Loss Of Advertising Caused The Death of Newspapers
If you're new here, you may want to subscribe to my RSS feed. Thanks for visiting!
Let’s face it, if you have been a real estate agent over the past decade you have spent money on newspaper advertising. Even if it did not work, it made you clients happy to see their home in the paper and gave the illusion of momentum towards a sale.
But then came this thing called the internet. It had websites that actually conveyed what the house was like besides 4bdrm,2.5b,garage, well you get the idea. Now we could show them pictures in color and video, have room for actual paragraphs and real information.
But to hear those in the newsroom they are being robbed of their birthright. What they forget is that you as the advertisers bought products that essentially did not work. They were a tool to add to your sales presentation because the customer thought they did.
Now, the consumer does not look in the Sunday paper for homes to buy, they go to the internet. That also goes for much of the advertising that goes on.
Back when I worked for a newspaper I was told, the editorial department works to create material so that people will be buying the advertising we sell. Those who did the writing scoffed at it, but you know what, they were right.
Now this lesson has come home to roost. We love to read the newspaper but it was the advertising that paid the bills.
The real revelation of the Internet is not what it has done to newspaper readership – it has in fact expanded it – but how it has sapped newspapers’ economic lifeblood. The most serious erosion has occurred in classified advertising, which once made up more than 40 percent of a newspaper’s revenues and more than half its profits. Classified advertisers didn’t desert newspapers because they disliked our political coverage or our sports sections, but because they had alternatives. Craigslist and eBay and dozens of other low-cost and no-cost classified sites began gobbling newspapers’ market share a few years ago. What they didn’t wipe out, the tanking economy did. During the first half of 2008, print classified advertising nosedived more than 25 percent, as withering job, real-estate and auto listings erased $1.8 billion in revenue from newspaper companies’ books. Newspapers have been uniquely hurt – television never had classifieds to lose. from Wired.com.



Comment by Doug Quance on 18 November 2008:
I couldn’t agree more.
The newspaper has always “stuck” it to the real estate agent with rates that were much higher than the public at large had to pay… all because the paper knew we had to keep our clients happy.
I quit advertising in the print media a few years ago. Print advertising quit working for me back in 2000. Even when I ran the ads, I told my clients it was a waste of money - because it was. Who is going to wade through those sorry ads with the Internet around?

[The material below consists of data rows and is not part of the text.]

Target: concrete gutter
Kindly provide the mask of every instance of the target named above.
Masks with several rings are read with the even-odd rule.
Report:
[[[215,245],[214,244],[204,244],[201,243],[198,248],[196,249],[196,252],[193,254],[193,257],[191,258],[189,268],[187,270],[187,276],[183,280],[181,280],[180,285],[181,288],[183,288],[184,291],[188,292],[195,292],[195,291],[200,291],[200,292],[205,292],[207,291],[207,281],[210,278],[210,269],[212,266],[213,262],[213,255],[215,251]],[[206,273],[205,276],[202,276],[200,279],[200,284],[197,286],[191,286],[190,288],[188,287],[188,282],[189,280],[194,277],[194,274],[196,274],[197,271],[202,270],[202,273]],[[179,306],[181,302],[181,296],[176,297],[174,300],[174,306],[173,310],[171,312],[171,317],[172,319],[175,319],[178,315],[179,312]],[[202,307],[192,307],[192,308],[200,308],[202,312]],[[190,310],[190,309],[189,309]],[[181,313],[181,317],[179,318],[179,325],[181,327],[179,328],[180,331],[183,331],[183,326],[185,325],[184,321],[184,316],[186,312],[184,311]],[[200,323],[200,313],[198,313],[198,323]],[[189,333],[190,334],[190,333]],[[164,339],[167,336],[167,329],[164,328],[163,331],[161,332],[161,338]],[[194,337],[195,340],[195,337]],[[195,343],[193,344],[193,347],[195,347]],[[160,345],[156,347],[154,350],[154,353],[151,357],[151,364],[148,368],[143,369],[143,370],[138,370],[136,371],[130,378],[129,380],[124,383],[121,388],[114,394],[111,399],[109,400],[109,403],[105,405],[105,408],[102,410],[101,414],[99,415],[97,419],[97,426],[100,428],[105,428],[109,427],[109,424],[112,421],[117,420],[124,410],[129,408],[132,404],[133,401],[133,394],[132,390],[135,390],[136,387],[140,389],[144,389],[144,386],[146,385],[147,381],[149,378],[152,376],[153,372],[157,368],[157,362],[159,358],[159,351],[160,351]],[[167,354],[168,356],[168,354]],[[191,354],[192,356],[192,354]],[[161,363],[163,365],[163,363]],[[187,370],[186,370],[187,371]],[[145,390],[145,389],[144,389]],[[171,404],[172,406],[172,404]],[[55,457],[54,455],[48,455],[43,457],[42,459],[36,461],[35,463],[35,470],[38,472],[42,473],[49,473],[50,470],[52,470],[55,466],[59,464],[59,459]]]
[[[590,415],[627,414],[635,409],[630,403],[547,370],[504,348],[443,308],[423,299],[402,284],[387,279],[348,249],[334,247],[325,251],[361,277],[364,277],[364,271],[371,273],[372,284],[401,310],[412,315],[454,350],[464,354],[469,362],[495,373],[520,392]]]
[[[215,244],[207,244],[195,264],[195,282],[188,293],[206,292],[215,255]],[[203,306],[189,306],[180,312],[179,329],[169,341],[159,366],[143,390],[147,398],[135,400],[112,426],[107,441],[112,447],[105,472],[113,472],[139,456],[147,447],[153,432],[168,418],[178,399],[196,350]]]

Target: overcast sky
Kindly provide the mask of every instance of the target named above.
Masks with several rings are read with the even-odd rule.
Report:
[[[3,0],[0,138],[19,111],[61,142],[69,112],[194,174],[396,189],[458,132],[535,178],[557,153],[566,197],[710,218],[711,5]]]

Comment by blackfoot on 20 November 2008:
Everyone is ditching newspapers and uses the Internet as their main source of information, in a trend that could eventually see the demise of local papers. As online use has increased, the customers of older media have declined (i.e, newspaper).

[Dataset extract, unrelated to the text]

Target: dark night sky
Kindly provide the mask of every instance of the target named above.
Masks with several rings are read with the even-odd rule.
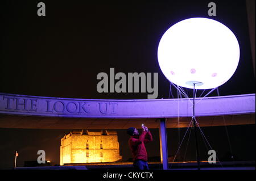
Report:
[[[46,5],[45,17],[36,14],[37,3],[41,1]],[[214,17],[208,15],[210,2],[1,1],[0,92],[84,99],[147,99],[147,93],[98,93],[97,74],[109,74],[109,68],[114,68],[115,73],[126,74],[158,72],[158,98],[168,98],[170,82],[157,60],[160,39],[175,23],[204,17],[225,24],[240,43],[238,68],[219,87],[220,95],[254,93],[245,1],[214,1],[217,5]],[[175,97],[176,90],[172,91]],[[209,96],[216,95],[214,92]],[[236,148],[233,152],[242,159],[255,160],[252,153],[255,153],[255,126],[228,128]],[[229,150],[224,127],[204,129],[222,154]],[[183,130],[180,129],[181,135]],[[69,131],[0,128],[0,167],[12,166],[15,150],[20,153],[18,166],[23,166],[22,160],[36,160],[39,149],[45,149],[47,158],[59,163],[60,138]],[[168,131],[170,148],[174,148],[169,152],[173,155],[177,145],[172,147],[172,142],[177,143],[177,130]],[[148,145],[148,152],[155,156],[159,152],[159,133],[156,129],[152,132],[155,142]],[[118,136],[121,155],[127,159],[130,157],[127,150],[128,137],[121,130]]]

Comment by Eric Henneman on 21 November 2008:
My business is in a rural area with high tourist traffic. People here know that the newspaper has very up-to-date ads–having some listings in those can generate great weekend activity. There is also a large # of retired people with interest in our market. As we know many folks of the older generations still love print. It’s the monthly prints that do us least good and the daily and weekly ads the generate the most phone calls. The internet is a great tool, but in a vacation/retirement area not everyone drags their laptops with them. Print still has a place in Deadwood South Dakota.
Comment by Kevin Schmidtchen on 29 November 2008:
This to me is a no brainer and if you have not understood this fact yet, you better start today. The hard part still is to convince your sellers that the print world is not the most effective means to advertise a property. Good agents will ultimately do a good sales job with their clients to educated them about this new reality.
Blog: http://www.SantaBarbaraRealEstateVoice.com
Comment by Santa Barbara Real Estate Voice on 8 December 2008:
I am seeing more and more articles on this topic of late. It seemed that about 4-5 years ago this was not the case and that online advertising has reached a pinacle…but now more and more people are migrating their dollars to online for good reason. Just this morning I was reading an article about NBC and its woes with their newspapers under their umbrella.
Time will tell.
Pingback by Real Estate Ads…Newspapers, etc « Ron Largent’s Weblog on 24 December 2008:
[...] Even if it did not work, it made you clients happy to see their home in the paper and gave the illusion of momentum towards [...]
Pingback by Newspapers and Ads…and the Internet « Ron Largent’s Weblog on 24 December 2008:
[...] Even if it did not work, it made you clients happy to see their home in the paper and gave the illusion of momentum towards [...]
Comment by Vikas on 15 May 2009:
According to a study commissioned by the California Association of Realtors, Internet homebuyers were reported to be wealthier and purchasing more expensive homes. Internet homebuyers bought a median priced home of $452,000 while traditional buyers purchased a median priced home of $310,000.